I'm learning OpenMP and I'm trying to do a simple task: A[r][c] * X[c] = B[r] (matrix vector multiplication). The problem is: the sequential code is faster than parallel and I don't know why! My code:

#include <omp.h>
#include <time.h>
#include <stdio.h>
#include <stdlib.h>
#include <sys/wait.h>
#include <sys/time.h>
#include <sys/types.h>


// Defined variables
#define row_matriz_A 80000
#define col_matriz_A 800
#define THREADS_NUM 4

// FUNCAO - GERAR MATRIZES
void gerarMatrizes(int r, int c, int mA[], int vX[], int vB[]){...}

// FUNCAO - SEQUENTIAL MULTIPLICATION
void multSequencial(int r, int c, int mA[], int vX[], int vB[]){
    // Variables
    int i, j, offset, sum;                        
    struct timeval tv1,tv2;  
    double t1, t2;        
    // Begin Time
    gettimeofday(&tv1, NULL);
    t1 = (double)(tv1.tv_sec) + (double)(tv1.tv_usec)/ 1000000.00;
    for(i = 0; i < r; i++){
        sum = 0;
        for(j = 0; j < c; j++){
            offset = i * c + j;
            sum += mA[offset] * vX[j];
        }
        vB[i] = sum;
    }
    // End time
    gettimeofday(&tv2, NULL);
    t2 = (double)(tv2.tv_sec) + (double)(tv2.tv_usec)/ 1000000.00;
    printf("\nO tempo de execucao sequencial foi: %lf segundos.\n", (t2 - t1));
    return;
}

// FUNCAO - MULTIPLICACAO PARALELA COM OpenMP
void matvecHost(int r, int c, int mA[], int vX[], int vB[]){
    // Variaveis
    int tID, i, j, offset, sum;
    struct timeval tv1, tv2;
    double t1, t2;
    // Init vB
    for(i = 0; i < r; i++) vB[i] = 0;
    // BEGIN Time
    gettimeofday(&tv1, NULL);
    t1 = (double)(tv1.tv_sec) + (double)(tv1.tv_usec)/ 1000000.00;
    omp_set_num_threads(THREADS_NUM);
    #pragma omp parallel private(tID, i, j) shared(mA, vB, vX)
    {
        tID = omp_get_thread_num();     
        #pragma omp for
            for(i = 0; i < r; i++){
                sum = 0;
                for(j = 0; j < c; j++){
                    offset = i * c + j;
                    sum += mA[offset] * vX[j];
                }
                vB[i] = sum;
            }
    }
    // End time
    gettimeofday(&tv2, NULL);
    t2 = (double)(tv2.tv_sec) + (double)(tv2.tv_usec)/ 1000000.00;
    printf("\nO tempo de execucao OpenMP foi: %lf segundos.\n", (t2 - t1));
    return;
}

// FUNCAO - PRINCIPAL
int main(int argc, char * argv[]) {
    int row, col;
    row = row_matriz_A;
    col = col_matriz_A;
    int *matrizA = (int *)calloc(row * col, sizeof(int));
    int *vectorX = (int *)calloc(col * 1, sizeof(int));
    int *vectorB = (int *)calloc(row * 1, sizeof(int));
    gerarMatrizes(row, col, matrizA, vectorX, vectorB);                    
    multSequencial(row, col, matrizA, vectorX, vectorB);
    matvecHost(row, col, matrizA, vectorX, vectorB);
    return 0;
}

Previous solutions that did not worked:

  • Use collapse in my squared for
  • Increse rows and columns size
  • Increase thread numbers (A teacher recommend to use thread number == threads physical number)
  • Use malloc instead of m[i][j]

EDIT - ANSWER

My parallel block was correctly changed based on the correct answer:

#pragma omp parallel private(i, j, sum) shared(mA, vB, vX)
{
    #pragma omp for
        for(i = 0; i < r; i++){
            sum = 0;
            for(j = 0; j < c; j++){
                sum += mA[i * c + j] * vX[j];
            }
            vB[i] = sum;
        }
}

I still got some a doubt:

  • If I define i, j and sum inside my parallel block, they will be set as private automatically?
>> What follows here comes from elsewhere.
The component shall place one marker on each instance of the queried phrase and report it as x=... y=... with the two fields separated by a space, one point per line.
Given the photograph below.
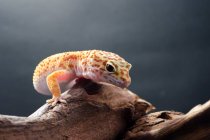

This improve the speed in my code or not?

Solution

  • You have race conditions on sum and offset - those are shared between the threads instead of being thread-private.

    This also likely explains the slowdown: On x86, the CPU will actually work hard to make sure accesses to shared variables "work". This involves flushing cache lines after every (!) write to offset and sum - so all the threads are wildly writing into the same variables, but each one has to wait until the write from the previous thread (on a different core) has arrived in the local cache again after having been flushed. And of course it will produce completely nonsensical results.

    I don't know why you are declaring all your variables at the start of the function - that's prone to these kind of mistakes. If you declared i, j, sum and offset (and the unused tID) in the smallest possible scopes instead, you wouldn't ever had this problem because they would be thread-private automatically in that case.